For enhanced data integrity and a superior developer experience, BeaverDB has first-class support for Pydantic.

By associating a `pydantic.BaseModel` with a data structure, you get automatic, recursive (de)serialization and data validation, complete with autocompletion in your editor.

Here’s a quick example of how to use it:

```python
from pydantic import BaseModel
from beaver import BeaverDB

# Define your Pydantic model
class User(BaseModel):
    name: str
    email: str
    permissions: list[str]

db = BeaverDB("user_data.db")

# Associate the User model with a dictionary
users = db.dict("user_profiles", model=User)

# BeaverDB now handles serialization automatically
users["alice"] = User(
    name="Alice",
    email="alice@example.com",
    permissions=["read", "write"]
)

# The retrieved object is a proper, validated User instance
retrieved_user = users["alice"]

# Your editor will provide autocompletion here
print(f"Retrieved: {retrieved_user.name}")
print(f"Permissions: {retrieved_user.permissions}")
```

This works for all data structures: `db.dict`, `db.list`, `db.queue`, `db.log`, `db.channel`, and even the metadata in `db.blob` and `db.collection`.

## Documentation

For a complete API reference, in-depth guides, and more examples, please visit the official documentation at:

[**https://syalia.com/beaver**](https://syalia.com/beaver)

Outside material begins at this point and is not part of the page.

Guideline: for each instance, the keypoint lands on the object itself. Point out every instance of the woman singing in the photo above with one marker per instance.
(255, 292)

Also, check the [examples](./examples) folder for a comprehensive list of working examples using `beaver`.

## Roadmap

`beaver` is roughly feature-complete, but there are still some features and improvements planned for future releases, mostly directed to improving developer experience.

If you think of something that would make `beaver` more useful for your use case, please open an issue and/or submit a pull request.

## License

This project is licensed under the MIT License.